GREEN Following the passage of Issue 14, which will make the city of Green law director an elected official, officials have some details to work out.
The Charter Amendment Implementation Committee has been put in place, which consists of three members of council: Rocco Yeargin, Barbara Babbitt and Matthew Shaughnessy. The committee held its first meeting Dec. 27 to go over some preliminary details of the law director position.
Yeargin said while the three members of the committee may have disagreed on Issue 14, it is time to put that aside and come together. Issue 14 was approved by 26 votes during the November General Election following a recount by the Summit County Board of Elections.
Requirements for a candidate are that they are a resident of Green and have five years of law experience. Those wishing to run for the position have until Feb. 6 to file for a possible May 7 primary. There would need to be four or more candidates in order for a primary to take place.
Yeargin said the goal of the committee is to determine if he position should be full time or part time and to determine what the salary should be. He said Green Mayor Gerard Neugebauer sent members of council a letter about hiring an outside legal council to review matters related to Issue 14.
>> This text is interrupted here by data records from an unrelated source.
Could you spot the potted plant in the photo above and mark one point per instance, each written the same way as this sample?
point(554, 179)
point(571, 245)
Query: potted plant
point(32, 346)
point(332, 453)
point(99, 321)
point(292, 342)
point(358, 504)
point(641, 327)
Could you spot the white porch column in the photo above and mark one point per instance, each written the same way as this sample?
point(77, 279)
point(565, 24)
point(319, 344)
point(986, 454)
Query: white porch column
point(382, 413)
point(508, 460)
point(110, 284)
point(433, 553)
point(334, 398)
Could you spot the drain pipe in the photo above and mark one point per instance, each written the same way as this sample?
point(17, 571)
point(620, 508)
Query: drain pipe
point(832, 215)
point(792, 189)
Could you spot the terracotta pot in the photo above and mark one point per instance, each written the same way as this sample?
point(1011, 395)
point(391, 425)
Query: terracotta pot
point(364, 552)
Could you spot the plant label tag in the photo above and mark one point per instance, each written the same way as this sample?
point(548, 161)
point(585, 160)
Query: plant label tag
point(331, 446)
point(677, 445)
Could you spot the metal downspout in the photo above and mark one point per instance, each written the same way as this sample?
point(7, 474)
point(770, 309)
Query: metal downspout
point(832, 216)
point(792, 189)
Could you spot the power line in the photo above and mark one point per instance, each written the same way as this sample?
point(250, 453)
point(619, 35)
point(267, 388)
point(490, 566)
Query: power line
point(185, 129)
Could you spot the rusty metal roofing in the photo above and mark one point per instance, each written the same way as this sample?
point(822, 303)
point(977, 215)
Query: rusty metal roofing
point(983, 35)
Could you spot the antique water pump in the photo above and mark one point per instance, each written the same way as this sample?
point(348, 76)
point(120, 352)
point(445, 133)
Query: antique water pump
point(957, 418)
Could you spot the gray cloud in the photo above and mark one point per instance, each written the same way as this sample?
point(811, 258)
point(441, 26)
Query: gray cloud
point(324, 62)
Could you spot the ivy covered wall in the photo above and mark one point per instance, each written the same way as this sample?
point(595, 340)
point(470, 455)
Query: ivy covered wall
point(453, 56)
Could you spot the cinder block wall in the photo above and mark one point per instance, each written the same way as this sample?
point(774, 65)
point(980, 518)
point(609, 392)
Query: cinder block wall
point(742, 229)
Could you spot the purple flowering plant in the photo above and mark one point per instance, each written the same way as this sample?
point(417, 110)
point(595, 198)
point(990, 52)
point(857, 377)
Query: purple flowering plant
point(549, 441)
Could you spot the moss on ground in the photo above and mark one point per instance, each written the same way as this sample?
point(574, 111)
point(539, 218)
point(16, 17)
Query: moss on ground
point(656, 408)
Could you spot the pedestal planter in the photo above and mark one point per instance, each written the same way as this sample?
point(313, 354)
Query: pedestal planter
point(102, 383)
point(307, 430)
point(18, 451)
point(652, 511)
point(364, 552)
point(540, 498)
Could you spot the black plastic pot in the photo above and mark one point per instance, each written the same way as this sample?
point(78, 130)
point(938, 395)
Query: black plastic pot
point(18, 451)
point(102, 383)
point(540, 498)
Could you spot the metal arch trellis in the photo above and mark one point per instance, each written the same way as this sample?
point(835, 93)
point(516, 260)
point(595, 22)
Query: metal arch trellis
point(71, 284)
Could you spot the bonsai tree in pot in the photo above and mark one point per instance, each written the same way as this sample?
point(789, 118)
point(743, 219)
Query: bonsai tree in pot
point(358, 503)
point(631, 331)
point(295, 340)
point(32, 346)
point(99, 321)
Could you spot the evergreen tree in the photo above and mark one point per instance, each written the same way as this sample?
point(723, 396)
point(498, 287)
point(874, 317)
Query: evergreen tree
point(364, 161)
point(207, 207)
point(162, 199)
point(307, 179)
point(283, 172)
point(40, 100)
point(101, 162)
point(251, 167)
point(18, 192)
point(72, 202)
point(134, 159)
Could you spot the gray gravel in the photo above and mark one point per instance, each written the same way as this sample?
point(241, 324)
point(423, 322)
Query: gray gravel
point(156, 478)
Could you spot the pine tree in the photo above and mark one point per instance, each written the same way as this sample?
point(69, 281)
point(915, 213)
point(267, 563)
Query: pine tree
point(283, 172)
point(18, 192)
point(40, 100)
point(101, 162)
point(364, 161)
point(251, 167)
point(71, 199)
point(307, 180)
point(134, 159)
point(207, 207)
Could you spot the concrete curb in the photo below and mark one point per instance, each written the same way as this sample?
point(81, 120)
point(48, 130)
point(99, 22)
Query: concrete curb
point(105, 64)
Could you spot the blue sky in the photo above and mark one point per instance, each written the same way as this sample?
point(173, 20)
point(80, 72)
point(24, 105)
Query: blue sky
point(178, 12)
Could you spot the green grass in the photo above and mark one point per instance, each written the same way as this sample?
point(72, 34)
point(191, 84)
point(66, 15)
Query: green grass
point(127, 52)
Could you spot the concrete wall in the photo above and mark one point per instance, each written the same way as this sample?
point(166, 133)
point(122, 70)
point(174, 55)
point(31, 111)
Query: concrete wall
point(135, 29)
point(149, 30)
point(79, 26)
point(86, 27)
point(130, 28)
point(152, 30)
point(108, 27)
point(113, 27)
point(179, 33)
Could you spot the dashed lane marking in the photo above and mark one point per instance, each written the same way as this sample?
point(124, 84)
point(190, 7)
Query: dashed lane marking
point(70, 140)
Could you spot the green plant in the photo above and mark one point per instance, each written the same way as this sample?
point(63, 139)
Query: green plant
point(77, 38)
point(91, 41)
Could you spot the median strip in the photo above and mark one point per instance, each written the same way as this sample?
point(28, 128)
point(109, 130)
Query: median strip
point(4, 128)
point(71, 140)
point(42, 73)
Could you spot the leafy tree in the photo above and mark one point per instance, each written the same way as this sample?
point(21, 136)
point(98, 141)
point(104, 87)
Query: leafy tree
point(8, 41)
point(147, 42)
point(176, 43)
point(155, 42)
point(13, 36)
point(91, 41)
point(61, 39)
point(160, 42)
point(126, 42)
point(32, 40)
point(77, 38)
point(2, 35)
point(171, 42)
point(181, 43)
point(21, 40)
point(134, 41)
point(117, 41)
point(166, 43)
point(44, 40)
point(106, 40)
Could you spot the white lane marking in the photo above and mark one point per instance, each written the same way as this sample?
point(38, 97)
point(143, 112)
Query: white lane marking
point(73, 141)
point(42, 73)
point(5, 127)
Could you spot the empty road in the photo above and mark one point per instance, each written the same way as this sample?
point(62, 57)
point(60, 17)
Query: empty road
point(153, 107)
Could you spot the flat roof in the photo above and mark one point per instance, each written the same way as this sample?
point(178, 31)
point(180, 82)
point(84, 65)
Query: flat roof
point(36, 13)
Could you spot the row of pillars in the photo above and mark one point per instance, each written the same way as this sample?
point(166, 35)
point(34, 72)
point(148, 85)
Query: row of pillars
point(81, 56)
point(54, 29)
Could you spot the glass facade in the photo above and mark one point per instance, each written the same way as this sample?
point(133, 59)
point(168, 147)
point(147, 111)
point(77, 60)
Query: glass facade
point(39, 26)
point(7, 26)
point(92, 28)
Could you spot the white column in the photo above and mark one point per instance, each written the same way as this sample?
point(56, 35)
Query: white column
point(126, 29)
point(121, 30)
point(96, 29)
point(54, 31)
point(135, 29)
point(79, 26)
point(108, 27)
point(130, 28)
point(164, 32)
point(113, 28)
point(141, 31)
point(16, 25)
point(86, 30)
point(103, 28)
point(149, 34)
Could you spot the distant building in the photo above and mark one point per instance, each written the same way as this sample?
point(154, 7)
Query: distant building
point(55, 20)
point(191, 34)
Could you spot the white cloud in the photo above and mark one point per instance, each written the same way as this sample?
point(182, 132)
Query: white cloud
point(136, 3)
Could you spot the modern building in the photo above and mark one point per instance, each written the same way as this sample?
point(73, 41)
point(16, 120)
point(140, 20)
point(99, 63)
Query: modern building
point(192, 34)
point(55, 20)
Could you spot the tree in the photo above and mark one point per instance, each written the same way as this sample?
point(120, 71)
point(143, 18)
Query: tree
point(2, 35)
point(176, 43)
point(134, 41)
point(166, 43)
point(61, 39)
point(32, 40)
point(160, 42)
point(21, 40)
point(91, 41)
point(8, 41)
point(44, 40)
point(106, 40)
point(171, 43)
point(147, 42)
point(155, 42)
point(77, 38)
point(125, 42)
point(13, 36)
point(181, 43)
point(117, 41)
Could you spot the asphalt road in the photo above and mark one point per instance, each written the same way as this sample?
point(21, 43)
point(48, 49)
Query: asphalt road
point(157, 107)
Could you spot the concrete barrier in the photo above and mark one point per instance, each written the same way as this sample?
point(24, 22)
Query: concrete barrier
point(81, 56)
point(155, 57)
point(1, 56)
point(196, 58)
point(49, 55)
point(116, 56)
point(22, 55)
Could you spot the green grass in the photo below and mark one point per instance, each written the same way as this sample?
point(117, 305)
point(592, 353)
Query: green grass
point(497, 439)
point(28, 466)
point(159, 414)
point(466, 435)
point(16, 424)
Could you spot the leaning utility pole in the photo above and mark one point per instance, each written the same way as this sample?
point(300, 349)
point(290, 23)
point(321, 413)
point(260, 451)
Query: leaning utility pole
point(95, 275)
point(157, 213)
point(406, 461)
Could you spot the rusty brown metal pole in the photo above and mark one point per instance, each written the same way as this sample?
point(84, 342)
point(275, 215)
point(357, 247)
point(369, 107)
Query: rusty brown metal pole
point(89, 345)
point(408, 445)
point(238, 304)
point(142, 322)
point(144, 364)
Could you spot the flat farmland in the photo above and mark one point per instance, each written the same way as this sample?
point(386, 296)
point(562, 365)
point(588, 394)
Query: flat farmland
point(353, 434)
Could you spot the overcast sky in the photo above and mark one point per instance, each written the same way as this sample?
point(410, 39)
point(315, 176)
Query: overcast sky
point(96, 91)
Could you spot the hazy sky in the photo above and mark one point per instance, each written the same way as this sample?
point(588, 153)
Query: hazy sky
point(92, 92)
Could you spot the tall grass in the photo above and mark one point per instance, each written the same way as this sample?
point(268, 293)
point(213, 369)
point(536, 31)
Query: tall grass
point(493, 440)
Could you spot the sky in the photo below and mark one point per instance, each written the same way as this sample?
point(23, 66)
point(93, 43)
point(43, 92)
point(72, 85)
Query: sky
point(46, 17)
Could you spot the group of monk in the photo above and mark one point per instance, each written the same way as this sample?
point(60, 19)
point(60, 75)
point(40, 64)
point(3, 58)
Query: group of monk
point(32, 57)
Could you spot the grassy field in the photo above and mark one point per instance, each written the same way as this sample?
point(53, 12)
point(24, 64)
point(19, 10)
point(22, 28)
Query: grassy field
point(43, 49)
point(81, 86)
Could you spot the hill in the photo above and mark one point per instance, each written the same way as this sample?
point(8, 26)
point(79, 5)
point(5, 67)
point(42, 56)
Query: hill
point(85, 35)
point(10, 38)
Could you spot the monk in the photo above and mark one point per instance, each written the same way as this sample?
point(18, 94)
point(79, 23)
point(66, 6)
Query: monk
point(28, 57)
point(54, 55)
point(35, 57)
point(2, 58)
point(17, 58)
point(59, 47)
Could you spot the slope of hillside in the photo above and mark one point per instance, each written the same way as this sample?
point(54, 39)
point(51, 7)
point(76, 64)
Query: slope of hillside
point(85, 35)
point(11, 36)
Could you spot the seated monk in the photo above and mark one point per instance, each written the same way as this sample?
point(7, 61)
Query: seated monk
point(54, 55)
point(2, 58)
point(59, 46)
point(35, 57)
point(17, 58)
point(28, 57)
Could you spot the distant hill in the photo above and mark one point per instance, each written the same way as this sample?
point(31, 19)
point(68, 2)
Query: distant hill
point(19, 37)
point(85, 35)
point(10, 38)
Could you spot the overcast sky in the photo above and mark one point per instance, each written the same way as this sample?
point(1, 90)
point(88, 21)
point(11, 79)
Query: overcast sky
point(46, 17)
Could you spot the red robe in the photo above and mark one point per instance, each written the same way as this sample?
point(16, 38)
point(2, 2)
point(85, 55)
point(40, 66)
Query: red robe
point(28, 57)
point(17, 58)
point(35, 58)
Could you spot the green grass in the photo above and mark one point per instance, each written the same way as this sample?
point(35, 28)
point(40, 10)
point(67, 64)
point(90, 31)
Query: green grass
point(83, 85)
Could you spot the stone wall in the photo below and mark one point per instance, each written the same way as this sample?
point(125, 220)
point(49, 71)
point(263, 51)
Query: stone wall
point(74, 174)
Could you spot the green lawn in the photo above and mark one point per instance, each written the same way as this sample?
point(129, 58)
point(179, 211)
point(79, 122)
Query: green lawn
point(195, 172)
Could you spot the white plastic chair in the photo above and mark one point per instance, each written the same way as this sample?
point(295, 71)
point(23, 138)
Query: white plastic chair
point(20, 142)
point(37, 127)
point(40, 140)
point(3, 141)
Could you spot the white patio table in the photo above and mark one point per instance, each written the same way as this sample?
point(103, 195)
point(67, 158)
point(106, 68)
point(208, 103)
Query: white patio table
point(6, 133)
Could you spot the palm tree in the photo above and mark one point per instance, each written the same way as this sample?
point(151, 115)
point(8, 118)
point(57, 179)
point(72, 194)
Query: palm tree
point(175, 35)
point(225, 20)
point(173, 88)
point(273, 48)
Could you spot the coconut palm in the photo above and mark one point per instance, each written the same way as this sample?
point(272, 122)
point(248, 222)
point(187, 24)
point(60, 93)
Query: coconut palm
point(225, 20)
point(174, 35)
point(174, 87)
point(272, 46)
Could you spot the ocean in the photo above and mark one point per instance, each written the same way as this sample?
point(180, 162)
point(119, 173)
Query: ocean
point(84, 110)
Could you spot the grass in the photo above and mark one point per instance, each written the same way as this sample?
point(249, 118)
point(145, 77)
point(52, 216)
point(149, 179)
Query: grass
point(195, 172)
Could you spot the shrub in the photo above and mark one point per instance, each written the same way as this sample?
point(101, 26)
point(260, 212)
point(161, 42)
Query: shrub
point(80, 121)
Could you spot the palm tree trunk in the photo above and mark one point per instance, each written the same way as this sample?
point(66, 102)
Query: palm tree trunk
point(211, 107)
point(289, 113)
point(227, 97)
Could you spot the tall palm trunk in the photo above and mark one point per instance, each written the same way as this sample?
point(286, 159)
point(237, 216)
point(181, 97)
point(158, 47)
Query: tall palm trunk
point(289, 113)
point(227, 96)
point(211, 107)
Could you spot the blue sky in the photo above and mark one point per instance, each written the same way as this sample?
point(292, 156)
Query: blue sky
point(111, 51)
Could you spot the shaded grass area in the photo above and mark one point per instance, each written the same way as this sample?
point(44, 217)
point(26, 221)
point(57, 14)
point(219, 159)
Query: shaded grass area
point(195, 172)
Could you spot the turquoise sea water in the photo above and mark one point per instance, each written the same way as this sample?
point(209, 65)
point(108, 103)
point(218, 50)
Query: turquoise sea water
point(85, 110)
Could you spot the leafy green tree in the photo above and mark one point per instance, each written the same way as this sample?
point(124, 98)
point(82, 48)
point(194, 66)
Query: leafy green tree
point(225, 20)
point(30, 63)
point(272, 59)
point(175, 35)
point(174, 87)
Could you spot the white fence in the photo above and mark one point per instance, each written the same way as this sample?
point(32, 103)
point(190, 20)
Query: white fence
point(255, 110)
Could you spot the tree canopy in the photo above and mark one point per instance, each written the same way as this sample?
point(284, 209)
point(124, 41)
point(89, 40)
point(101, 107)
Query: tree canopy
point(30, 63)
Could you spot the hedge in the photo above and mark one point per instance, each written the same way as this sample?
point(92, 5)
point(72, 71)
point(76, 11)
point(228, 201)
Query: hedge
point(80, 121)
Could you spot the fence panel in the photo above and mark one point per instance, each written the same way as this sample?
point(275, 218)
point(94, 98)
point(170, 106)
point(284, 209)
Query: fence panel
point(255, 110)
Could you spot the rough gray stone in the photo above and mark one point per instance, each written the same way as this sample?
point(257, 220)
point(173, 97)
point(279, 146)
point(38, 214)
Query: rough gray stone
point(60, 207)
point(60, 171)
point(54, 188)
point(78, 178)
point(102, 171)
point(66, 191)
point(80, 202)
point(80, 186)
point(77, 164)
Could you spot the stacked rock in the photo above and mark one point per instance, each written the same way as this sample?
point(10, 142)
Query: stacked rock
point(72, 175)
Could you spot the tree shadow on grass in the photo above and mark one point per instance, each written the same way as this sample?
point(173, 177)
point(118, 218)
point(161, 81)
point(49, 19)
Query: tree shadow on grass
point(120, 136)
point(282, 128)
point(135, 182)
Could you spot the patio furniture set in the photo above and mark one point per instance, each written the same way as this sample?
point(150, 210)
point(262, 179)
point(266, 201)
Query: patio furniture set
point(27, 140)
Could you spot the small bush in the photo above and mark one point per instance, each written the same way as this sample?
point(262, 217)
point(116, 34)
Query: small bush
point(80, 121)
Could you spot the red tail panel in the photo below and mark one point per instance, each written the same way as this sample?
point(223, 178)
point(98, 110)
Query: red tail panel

Yeargin said members of the committee have been talking to city directors, the mayor, reviewing past documents and talking to other municipalities about the law director position. A few of the cities spoken to include Brook Park, Seven Hills, Rocky River and Barberton.
Having the position be part time is what Yeargin is favoring based on the city typically having a part time law director in the past. He said the best way to get qualified people to run for the position is by making it part time. With full time, he said, many would have to walk away from their own practice. He said plus the position could only be a four- or eight-year commitment and most lawyers are not willing to give up their practice for that.
Babbitt said she agrees the position should be part time. She said the position very well could draw someone outside of a private practice to apply such as an assistant prosecutor, which she once was.
Shaughnessy said at first he was thinking the position should be full time, but now he agrees it should be part time.
Yeargin thinks the salary should be $60,000 and include benefits.
Shaughnessy would like to see the person elected into the position at least make what a public defender makes, which is $62,000. He is also in favor of some sort of pay increase, in time, as he doesn’t want to see someone who holds the position become an underpaid law director.
The committee weighed the option of having an hourly requirement for those in the position to be at the Central Administration Building. Yeargin said, at this point, he would like to see that be flexible and see how things go. He said input can always be collected too from whoever is elected into the position.
Duties of the law director include gathering record requests, reviewing ordnances, contracts, phone calls, reviewing legislation and also reviewing what the other directors would like to put in place.
Yeargin raised the concern of what happends if the person elected doesn't do their job. He said some other municipalities have in their charter a way for the mayor or council to remove the law director if they are not doing what they have been elected to do. He said this is something that should be considered.
Any changes to the charter would have to be done by the Charter Review Commission, which will be meeting as 2019 is a review year.
“I feel confident we will attract good people for this position,” Babbitt said.
No details have been finalized yet for the law director position as legal council is expected review the proposals and the information is expected to be presented to City Council.